Churva (tsur-vhah) is a Pinoy noun (or can be a verb) which means something that can’t be adequately expressed in words. It is also a word that can be used in all aspects. It is an utterance when a person can’t seem to find the right word out of being speechless, out of being maarte (speaking with affectations) or out of simply being stupid. This word when conjugated would be: chinurva, chumurva, chuchurva, chuchurvahin.
Using this word has its advantages. It can be an alternative expression to use instead of those bad words you don’t want to utter. It can be fun using this word, adding more spice to friendly conversations.
At the same time it has its disadvantages. When overused, it limits a person’s mental faculty and restricts the development of vocabulary. Also, it can be a source of misunderstanding, the speaker may mean something else but the listener may conclude otherwise.
Just imagine our popular pinoy salawikain (proverbs) utilizing this word…

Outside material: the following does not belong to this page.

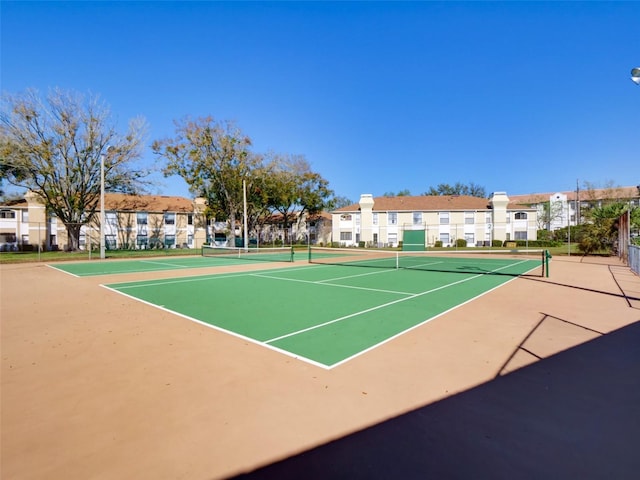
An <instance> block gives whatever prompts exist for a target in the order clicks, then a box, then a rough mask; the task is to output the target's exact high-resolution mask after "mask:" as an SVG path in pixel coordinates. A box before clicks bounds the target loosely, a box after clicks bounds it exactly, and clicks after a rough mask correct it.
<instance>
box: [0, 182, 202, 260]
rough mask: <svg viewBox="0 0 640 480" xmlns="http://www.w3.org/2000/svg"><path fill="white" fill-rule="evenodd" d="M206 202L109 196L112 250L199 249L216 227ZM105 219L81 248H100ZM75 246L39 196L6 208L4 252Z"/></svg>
mask: <svg viewBox="0 0 640 480" xmlns="http://www.w3.org/2000/svg"><path fill="white" fill-rule="evenodd" d="M204 210H205V201H204V199H202V198H196V199H195V200H189V199H186V198H184V197H177V196H166V195H125V194H119V193H107V194H105V225H104V234H105V244H106V247H107V249H148V248H199V247H200V246H202V245H203V244H204V243H205V242H206V241H207V238H208V235H209V233H210V232H208V229H211V228H212V227H210V226H208V225H207V224H206V220H205V217H204ZM98 217H99V216H98V215H95V218H90V219H88V220H87V222H86V223H85V224H84V225H82V227H81V230H80V248H81V249H89V248H96V247H97V246H98V245H99V244H100V223H99V218H98ZM68 244H69V242H68V237H67V229H66V227H65V225H64V224H63V223H62V222H61V221H60V220H59V219H58V218H56V217H55V216H54V215H50V214H48V213H47V212H46V209H45V207H44V205H43V204H42V203H41V202H40V200H39V198H38V197H37V196H36V195H34V194H33V193H27V195H26V196H25V198H24V199H21V200H16V201H13V202H9V203H7V204H4V205H0V249H1V250H17V249H23V250H33V249H38V247H39V248H41V249H43V250H57V249H65V248H67V246H68Z"/></svg>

Nasa Diyos ang awa, nasa churva ang gawa
Aanhin pa ang damo kung chinurva ang kabayo
Kung ano ang itinanim iyon din ang chuchurvahin
Ang chumurva ng matulin, kung matinik ay malalim
May tenga ang lupa may churva ang balita
But do you know that Churva is a place in sardonic Russia? It is a place situated in Ust-Tsilemskiy rayon, Republic of Komi in Russia. It is also a ruined building or place of meeting for Jewish worship on the Old Holy City of Jerusalem.